Since pulmonary nodules gradually enlarged and such lesions could not be explained by EAA, an additional detection of serum cryptococcal antigen was performed and the result was positive. Meanwhile, PNB of enlarging nodule in the right upper lung was performed (Fig. 2a, red arrow), and the pathological examination revealed the presence of Cryptococcus spores (Fig. 2b). Lumbar puncture was performed and the results of cerebrospinal fluid testing were normal. The patient was diagnosed as pulmonary cryptococcosis (PC) with multiple nodules and fluconazole 400 mg once daily was initiated. After treatment, chest CT images showed increase in size of nodules in bilateral lung. However, 2 months after antifungal treatment, the patient aggravated again. Repeated chest CT showed new GGOs significantly increased in both lungs (Fig. 3). TBLB was performed in the right upper lung where GGOs significantly progressed (Fig. 3, red arrow). Routine culture of BALF was negative; however, direct Periodic acid-Schiff stain and Gomori's methenamine silver stain on biopsy samples were positive for Pneumocystis jirovecii (Fig. 4). The patient was considered to have coinfection of PC (nodular lesions) and P. jirovecii pneumonia (PJP, GGOs lesions). He was treated with additional compound sulfamethoxazole. Dynamic monitoring chest CT images showed that the lesions including nodules and GGOs continuously absorbed.
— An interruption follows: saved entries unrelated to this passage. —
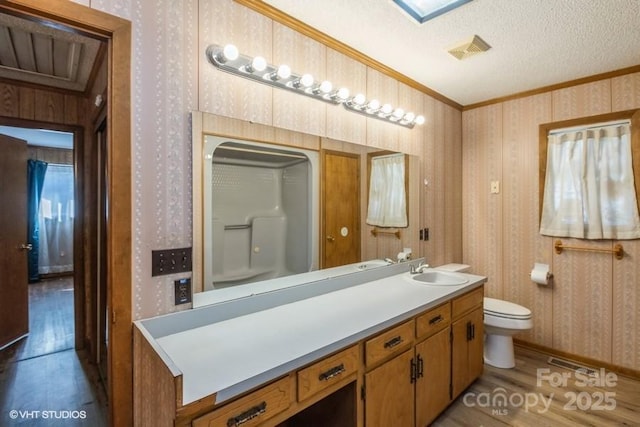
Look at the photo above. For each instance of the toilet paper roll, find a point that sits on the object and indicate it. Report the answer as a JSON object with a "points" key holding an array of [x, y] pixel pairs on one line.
{"points": [[403, 256], [540, 274]]}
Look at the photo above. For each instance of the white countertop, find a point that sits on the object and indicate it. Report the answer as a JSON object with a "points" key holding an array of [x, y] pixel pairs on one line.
{"points": [[232, 356]]}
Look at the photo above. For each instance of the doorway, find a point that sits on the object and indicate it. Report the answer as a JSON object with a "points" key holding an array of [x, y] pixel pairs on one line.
{"points": [[340, 209], [48, 281], [116, 34]]}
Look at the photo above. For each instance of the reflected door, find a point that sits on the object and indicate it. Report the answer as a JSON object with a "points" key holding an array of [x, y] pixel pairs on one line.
{"points": [[340, 209], [14, 294]]}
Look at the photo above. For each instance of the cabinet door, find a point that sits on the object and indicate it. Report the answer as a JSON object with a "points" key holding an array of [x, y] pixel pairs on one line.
{"points": [[467, 351], [389, 393], [434, 374]]}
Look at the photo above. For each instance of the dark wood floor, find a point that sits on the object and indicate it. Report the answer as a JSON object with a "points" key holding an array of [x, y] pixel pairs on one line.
{"points": [[44, 381], [535, 393]]}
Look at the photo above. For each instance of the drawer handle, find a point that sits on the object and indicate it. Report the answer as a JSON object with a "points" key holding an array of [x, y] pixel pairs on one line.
{"points": [[436, 319], [247, 415], [393, 342], [337, 370]]}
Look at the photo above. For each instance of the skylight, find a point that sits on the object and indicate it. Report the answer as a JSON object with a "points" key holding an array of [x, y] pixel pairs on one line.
{"points": [[423, 10]]}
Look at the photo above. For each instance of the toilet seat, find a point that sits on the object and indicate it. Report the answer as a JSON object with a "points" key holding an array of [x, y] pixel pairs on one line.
{"points": [[505, 309]]}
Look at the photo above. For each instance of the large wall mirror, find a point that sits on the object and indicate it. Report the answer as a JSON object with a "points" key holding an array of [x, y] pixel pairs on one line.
{"points": [[276, 208]]}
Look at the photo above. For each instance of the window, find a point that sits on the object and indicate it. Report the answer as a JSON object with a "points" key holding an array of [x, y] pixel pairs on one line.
{"points": [[589, 188]]}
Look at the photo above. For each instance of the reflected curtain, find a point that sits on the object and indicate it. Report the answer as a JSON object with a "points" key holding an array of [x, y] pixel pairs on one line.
{"points": [[36, 171], [589, 186], [56, 217], [387, 197]]}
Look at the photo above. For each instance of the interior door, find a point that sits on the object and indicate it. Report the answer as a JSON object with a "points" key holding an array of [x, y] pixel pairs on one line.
{"points": [[340, 209], [14, 294]]}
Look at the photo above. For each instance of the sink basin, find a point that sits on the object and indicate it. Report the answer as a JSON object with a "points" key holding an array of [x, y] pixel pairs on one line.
{"points": [[374, 263], [440, 278]]}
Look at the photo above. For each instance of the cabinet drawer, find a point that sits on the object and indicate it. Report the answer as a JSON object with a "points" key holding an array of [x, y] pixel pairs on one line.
{"points": [[327, 372], [388, 343], [433, 320], [467, 301], [252, 409]]}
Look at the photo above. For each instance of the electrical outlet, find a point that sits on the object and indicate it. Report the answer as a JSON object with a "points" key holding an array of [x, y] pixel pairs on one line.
{"points": [[170, 261], [182, 291]]}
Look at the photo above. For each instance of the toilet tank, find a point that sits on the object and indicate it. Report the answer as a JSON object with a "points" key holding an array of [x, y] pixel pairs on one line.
{"points": [[459, 268]]}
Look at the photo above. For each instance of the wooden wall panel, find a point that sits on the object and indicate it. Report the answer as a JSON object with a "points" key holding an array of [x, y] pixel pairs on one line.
{"points": [[482, 215], [581, 101], [451, 185], [523, 244], [625, 92], [22, 102]]}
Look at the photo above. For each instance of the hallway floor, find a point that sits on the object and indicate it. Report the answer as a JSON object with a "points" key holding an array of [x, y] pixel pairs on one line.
{"points": [[44, 381]]}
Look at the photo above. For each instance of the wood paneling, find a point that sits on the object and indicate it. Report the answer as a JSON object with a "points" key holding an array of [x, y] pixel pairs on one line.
{"points": [[482, 215], [589, 309], [41, 105], [523, 245], [581, 101]]}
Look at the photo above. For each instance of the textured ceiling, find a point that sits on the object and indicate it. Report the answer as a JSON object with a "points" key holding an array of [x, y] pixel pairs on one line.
{"points": [[45, 56], [535, 43]]}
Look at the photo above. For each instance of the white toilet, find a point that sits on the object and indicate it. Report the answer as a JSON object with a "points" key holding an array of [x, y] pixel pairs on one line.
{"points": [[502, 320]]}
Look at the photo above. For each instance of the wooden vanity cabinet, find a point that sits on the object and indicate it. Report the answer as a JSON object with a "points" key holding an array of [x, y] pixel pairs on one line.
{"points": [[412, 385], [467, 356]]}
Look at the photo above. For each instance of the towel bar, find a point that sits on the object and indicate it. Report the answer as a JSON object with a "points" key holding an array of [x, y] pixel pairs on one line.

The patient remained well without signs of recurrence 5 months after onset. Unfortunately, due to the outbreak of coronavirus disease 2019 (COVID-19) pandemic at the end of 2019, the patient was lost to follow-up at last.

Fig. 2
figure 2

a, b Image of pathological examination following second percutaneous needle biopsy of enlarged nodule in the right upper lung (a, red arrow) depicting the presence of Cryptococcus spores throughout the granulation tissue on Gomori's methenamine silver stain (b).

Fig. 3
figure 3

Repeated chest CT showing persistently progressed ground-glass opacities in bilateral lungs. Transbronchial lung biopsy was performed in the right upper lung (red arrow)

Fig. 4
figure 4

Gomori's methenamine silver stain of the right upper lung biopsy tissue showing Pneumocystis organisms

Concomitant PC and PJP is very rare, and mainly reported in HIV-infected patients and other immunosuppressed hosts. Surprisingly, this patient did not have definite immunosuppressed underlying diseases. It was considered that PC (nodular lesions) combined with EAA (first appearance of GGOs lesions on admission, Fig. 1) which was induced by allergens from pigeons appeared at first; and secondary PJP (second appearance of GGOs lesions at the late course, Fig. 3) appeared 2 months after anti-cryptococcus treatment. The long-term history of pigeon breeding which might have been associated with PC since pigeon dung has been documented as an important source of infection with Cryptococcus. PJP was probably secondary to corticosteroid therapy in the patient with prealable pneumonia and low lymphocytes count. However, two particular infections were detected in this patient without known predisposing illness, it was speculated that the patient may have an undetected potential immunodeficiency disease. Due to the limitations of our hospital in undertaking detailed laboratory investigations and the patient's financial constraints, the further screening of potential pre-existing systemic immunodeficiency diseases could not be performed. Furthermore, as seen in our case, when pulmonary lesions cannot be completely explained by one kind of infectious disease, the possibility of mixed infection should be considered.